Prisma Cloud Data Security is purpose-built to address the challenges of discovering and protecting data at the scale and velocity common in public cloud environments. By combining the power of Palo Alto Networks Enterprise Data Loss Prevention (DLP) and WildFire® malware prevention service, only Prisma Cloud Data Security offers a comprehensive, integrated cloud native solution.

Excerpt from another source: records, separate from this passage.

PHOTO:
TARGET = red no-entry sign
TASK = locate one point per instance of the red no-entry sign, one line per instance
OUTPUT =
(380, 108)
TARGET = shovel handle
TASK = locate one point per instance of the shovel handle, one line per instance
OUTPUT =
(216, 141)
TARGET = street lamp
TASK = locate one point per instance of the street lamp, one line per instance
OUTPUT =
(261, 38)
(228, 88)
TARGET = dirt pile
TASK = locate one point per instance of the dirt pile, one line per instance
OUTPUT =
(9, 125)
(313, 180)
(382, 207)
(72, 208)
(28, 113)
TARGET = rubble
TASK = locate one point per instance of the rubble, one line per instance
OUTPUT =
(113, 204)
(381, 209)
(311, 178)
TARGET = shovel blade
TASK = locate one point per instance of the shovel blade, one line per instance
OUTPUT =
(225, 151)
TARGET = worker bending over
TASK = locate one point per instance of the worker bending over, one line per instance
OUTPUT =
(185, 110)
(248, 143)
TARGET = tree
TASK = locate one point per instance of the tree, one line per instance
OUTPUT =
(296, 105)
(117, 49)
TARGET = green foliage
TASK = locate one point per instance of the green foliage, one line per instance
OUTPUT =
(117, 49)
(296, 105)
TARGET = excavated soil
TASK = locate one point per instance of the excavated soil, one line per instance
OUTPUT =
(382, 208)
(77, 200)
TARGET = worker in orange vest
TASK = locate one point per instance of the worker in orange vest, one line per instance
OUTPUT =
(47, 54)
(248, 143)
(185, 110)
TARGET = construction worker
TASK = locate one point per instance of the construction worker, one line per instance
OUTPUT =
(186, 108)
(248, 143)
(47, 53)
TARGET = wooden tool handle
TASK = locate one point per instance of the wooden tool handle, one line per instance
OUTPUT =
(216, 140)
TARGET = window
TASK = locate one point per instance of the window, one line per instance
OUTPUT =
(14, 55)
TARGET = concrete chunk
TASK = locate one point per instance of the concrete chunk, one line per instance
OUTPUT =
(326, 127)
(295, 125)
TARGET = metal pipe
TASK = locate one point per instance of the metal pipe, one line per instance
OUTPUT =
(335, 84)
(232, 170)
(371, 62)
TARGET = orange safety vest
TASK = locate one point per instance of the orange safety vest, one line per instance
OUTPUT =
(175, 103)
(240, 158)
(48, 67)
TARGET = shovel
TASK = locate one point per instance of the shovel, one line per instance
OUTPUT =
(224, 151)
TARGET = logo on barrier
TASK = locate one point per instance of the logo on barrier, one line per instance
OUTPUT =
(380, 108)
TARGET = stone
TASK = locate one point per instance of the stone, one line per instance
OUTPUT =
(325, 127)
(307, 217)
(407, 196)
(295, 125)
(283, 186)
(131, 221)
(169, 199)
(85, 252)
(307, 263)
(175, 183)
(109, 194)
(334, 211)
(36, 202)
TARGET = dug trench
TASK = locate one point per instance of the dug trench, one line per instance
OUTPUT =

• Data visibility and classification

  Get visibility into S3 buckets and objects, and sort contents by region, owner and exposure. Detail any object, including metadata, in the Object Explorer. Detect sensitive data like PII, financial and healthcare info, and intellectual property.

• Data governance

  Use pre-built and customizable policies to detect data such as PII in publicly exposed objects. Enable or disable data compliance profiles for types such as PII, healthcare, financial and intellectual property based on mandates.

• Malware detection

  Identify and protect against known and unknown file-based threats that have infiltrated S3 buckets. Flag any object that contains malware as determined by WildFire.

• Alerting

  View alerts for each object based on data classification, data exposure and file types. Forward alerts to AWS SQS, Splunk and Webhooks to notify other teams for investigation and remediation.